Monday, May 21, 2012

GRIN AND BARRETT

I don't normally talk about political contributions I make but, today, an exception.

Sent some money to Tom Barrett--about a half day's net pay.

Barrett's not that impressive a guy but his opponent seriously needs to be in another line of work.  This is so, in my opinion, not just because he opposes the right of workers to organize themselves but also because he's a disagreeable Dickweed and casts gratuitous aspersions upon our State.  His solutions are not better than ours.

I oppose organized labor leaders every day of my professional life but the idea that nurses and teachers should not be able to organize sounds to me like it came from behind the iron curtain.

So join me, if you will, and send a couple of hours' pay to Tom Barrett.  Let's put a stop to this nonsense now.

The election's June 5 so don't dally.

3 Comments:

At 9:14 PM, May 24, 2012, Anonymous Anonymous said...

Right, "workers of the world unite" is a communist slogan, isn't it?

As a union boss said, when students pay union dues, I'll care about the students. The collective mob of teachers should dictate that they get early retirement, defined benefits, high pay, golden pensions, can't be fired unless they have sex with a student, even as students test scores sink.

They are free to unite, but should school choice also then be offered, so free market schools can be available to those that want a real education?

The mob rule collective IS communism ... ALL public teachers must join the union and the public MUST meet their demands. But the public gets no other choice, except to pay the public schools, AND then pay for their kids to get a private education in a Catholic or other private school.

Barret will lose ... this is America, we are NOT behind the Iron curtain ... Americans want choice. Teachers want a dictatorship, it would seem. Public unions SUCK.

bill

 
At 10:58 AM, May 31, 2012, Blogger UMRBlog said...

Whoa, Bill.

Collective bargaining is a process. Management has a tremendous responsibility in that process. There is no dictating in a process as adversarial as contract bargaining. The pre-retirement "glide path" abuses of the past are abuses by the local officials and have never been embodied in a CBA. Anybody can game any system dishonestly.

School choice is kinda beyond the scope of this post so we'll leave it for another day. Test scores same thing.

Let's look at nurses. They are increasingly educated and specialized. They have continuing education requirements. They work brutal hours. Until they organized, they were being paid about what parking garage attendants and shine buys make. Their metrics are pretty good. Test scores aren't down. People are getting out of hospitals sooner and returning to life sooner. Fewer people are needing hospitalization because home care nurses come to look after their IV's. Are they just a bunch of commies, too?

I understand the arguments that public sector bargaining units are different in kind because they, unlike their private market cousins, can participate in picking their bosses. OTOH, I think there is some burden on the opponents of public sector unions to explain why the employees there shouldn't have the same rights to organize as their private market cousins.

TYFCB

 
At 7:56 AM, June 06, 2012, Anonymous Anonymous said...

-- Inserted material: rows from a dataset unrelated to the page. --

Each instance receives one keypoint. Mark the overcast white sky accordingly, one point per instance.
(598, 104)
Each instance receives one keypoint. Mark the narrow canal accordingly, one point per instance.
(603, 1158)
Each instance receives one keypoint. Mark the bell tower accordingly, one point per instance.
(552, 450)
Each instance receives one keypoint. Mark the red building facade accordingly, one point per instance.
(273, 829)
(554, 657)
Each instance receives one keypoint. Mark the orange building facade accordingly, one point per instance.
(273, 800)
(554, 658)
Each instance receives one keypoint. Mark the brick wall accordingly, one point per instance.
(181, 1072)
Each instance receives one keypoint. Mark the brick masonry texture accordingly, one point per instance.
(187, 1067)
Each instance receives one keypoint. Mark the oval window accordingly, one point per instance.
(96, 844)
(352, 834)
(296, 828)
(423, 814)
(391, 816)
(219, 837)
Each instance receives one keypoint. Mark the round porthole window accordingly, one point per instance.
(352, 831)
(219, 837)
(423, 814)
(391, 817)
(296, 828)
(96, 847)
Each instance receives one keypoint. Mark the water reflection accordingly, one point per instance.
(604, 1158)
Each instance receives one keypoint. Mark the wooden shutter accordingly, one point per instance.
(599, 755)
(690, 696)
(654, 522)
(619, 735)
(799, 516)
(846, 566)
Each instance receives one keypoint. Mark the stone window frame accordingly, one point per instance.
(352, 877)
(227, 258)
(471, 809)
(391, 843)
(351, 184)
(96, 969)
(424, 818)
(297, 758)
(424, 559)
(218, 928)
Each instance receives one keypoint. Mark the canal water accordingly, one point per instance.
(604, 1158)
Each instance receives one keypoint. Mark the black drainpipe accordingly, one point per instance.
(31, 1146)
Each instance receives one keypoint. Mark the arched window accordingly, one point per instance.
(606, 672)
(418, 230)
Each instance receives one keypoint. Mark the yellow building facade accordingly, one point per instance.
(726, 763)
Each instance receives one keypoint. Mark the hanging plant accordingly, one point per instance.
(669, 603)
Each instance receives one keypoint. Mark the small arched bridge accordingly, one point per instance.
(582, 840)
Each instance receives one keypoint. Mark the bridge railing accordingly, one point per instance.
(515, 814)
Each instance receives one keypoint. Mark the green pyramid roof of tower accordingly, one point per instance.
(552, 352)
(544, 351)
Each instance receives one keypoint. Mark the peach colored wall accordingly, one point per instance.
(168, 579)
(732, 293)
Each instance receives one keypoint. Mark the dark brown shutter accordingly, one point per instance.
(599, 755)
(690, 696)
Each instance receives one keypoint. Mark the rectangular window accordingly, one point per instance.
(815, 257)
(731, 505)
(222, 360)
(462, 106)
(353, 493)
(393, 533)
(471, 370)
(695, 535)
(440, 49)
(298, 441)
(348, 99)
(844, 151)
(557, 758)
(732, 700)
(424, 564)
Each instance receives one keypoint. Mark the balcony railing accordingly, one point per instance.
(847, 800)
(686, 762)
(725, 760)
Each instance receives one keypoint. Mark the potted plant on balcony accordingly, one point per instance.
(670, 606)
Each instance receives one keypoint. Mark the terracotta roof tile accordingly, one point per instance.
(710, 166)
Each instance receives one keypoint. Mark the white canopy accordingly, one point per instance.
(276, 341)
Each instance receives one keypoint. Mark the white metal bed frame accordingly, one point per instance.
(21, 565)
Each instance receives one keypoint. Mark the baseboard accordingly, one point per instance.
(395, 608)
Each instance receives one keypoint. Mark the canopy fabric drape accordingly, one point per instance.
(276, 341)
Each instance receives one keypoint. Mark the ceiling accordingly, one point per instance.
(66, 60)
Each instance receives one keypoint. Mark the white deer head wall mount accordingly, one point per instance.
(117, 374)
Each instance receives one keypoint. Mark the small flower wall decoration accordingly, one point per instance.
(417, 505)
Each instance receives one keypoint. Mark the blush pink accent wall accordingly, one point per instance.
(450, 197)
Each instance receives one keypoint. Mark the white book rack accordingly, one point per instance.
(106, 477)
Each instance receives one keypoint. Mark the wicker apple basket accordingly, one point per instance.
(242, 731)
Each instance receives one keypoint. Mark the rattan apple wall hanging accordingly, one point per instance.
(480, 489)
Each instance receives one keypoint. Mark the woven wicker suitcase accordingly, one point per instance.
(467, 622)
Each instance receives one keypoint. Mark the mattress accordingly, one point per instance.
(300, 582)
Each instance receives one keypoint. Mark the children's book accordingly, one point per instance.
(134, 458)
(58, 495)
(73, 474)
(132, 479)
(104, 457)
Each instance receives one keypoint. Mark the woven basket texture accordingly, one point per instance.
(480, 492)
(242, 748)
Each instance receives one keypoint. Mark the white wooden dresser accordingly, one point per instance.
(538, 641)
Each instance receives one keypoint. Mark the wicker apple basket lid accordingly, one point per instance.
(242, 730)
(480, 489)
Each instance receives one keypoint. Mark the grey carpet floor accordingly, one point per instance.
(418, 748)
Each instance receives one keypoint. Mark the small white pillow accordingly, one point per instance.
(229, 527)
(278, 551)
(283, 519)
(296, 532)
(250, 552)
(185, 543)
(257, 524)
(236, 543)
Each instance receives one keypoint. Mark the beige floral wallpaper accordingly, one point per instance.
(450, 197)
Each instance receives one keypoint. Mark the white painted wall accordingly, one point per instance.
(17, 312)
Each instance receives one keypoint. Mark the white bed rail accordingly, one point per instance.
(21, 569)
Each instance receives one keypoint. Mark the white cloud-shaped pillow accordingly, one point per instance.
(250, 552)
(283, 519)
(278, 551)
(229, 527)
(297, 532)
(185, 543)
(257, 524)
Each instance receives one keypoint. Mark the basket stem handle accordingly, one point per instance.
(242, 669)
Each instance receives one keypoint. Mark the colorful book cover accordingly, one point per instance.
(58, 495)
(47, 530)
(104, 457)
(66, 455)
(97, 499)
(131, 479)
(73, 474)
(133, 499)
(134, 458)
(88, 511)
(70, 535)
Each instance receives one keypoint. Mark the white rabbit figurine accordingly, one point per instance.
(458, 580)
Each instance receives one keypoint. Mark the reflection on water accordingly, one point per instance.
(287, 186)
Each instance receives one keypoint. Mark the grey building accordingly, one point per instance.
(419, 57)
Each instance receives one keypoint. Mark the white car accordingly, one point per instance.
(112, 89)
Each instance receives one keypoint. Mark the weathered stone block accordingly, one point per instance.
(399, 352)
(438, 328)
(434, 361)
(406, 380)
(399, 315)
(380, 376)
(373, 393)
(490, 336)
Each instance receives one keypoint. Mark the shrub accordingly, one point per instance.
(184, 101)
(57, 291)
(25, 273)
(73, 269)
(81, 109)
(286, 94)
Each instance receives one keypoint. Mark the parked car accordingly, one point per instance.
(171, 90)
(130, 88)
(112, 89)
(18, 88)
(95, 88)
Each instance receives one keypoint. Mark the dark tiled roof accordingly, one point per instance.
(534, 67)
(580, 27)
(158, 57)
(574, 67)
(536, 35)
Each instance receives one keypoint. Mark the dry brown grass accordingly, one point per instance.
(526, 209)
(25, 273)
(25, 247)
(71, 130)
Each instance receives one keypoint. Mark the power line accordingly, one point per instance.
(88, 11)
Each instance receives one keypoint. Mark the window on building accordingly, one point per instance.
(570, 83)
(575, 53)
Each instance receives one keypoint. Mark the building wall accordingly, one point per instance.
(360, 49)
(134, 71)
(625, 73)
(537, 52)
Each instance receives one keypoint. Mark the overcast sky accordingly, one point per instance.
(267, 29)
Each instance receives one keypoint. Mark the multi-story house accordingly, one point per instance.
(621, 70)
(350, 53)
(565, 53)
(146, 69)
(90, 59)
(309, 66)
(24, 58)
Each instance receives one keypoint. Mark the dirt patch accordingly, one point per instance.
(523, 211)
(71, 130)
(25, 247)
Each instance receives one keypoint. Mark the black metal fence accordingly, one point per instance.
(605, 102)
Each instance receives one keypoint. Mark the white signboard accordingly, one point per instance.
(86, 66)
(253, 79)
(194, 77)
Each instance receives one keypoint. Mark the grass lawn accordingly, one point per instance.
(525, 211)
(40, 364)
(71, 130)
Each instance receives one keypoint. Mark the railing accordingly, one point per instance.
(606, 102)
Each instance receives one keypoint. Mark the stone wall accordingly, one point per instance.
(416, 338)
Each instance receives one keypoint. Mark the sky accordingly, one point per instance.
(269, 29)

The main process I see in collective bargaining with public unions, is the monopoly making demands, as if there was a free market.

The art of coercion and dirty deal making may be adversarial, but when the politician and union boss are haggling, the taxpayer doesn't have a seat at the table. Sure the politician is supposed to represent him, but is there any doubt most politicians now are largely owned by their lobbyists?

The deals are made behind closed doors, and the taxpayer gets rhetoric.

I'm not familiar with nurse's unions ... there may be cases where the more powerful take advantage. The local nurses aren't unionized, are they? In a real free market, demand for better nurses would yield better pay. That should function especially well in a more skilled field.

There are several levels of this discussion, I'm not well versed in all of them. But this election turned on public opinion that unions had too much control over acquiring special and extraordinary "bargains" for their special interest. Hiring "hit men" to coerce lavish early retirement benefits, is more "commie" than American.

I don't see that people getting out of the hospital sooner has anything to do with nurses organizing. But I do recall some effort by union bosses to force all home care providers to pay union dues. The real problem is the powerful union bosses, running their own "syndicate", will to bend/break a lot of rules (or arms and legs).

There are a lot of solutions. But organizing for money, and obstructing or attacking if you don't get it, seems to be a big part of the problem. Especially in government run monopolies.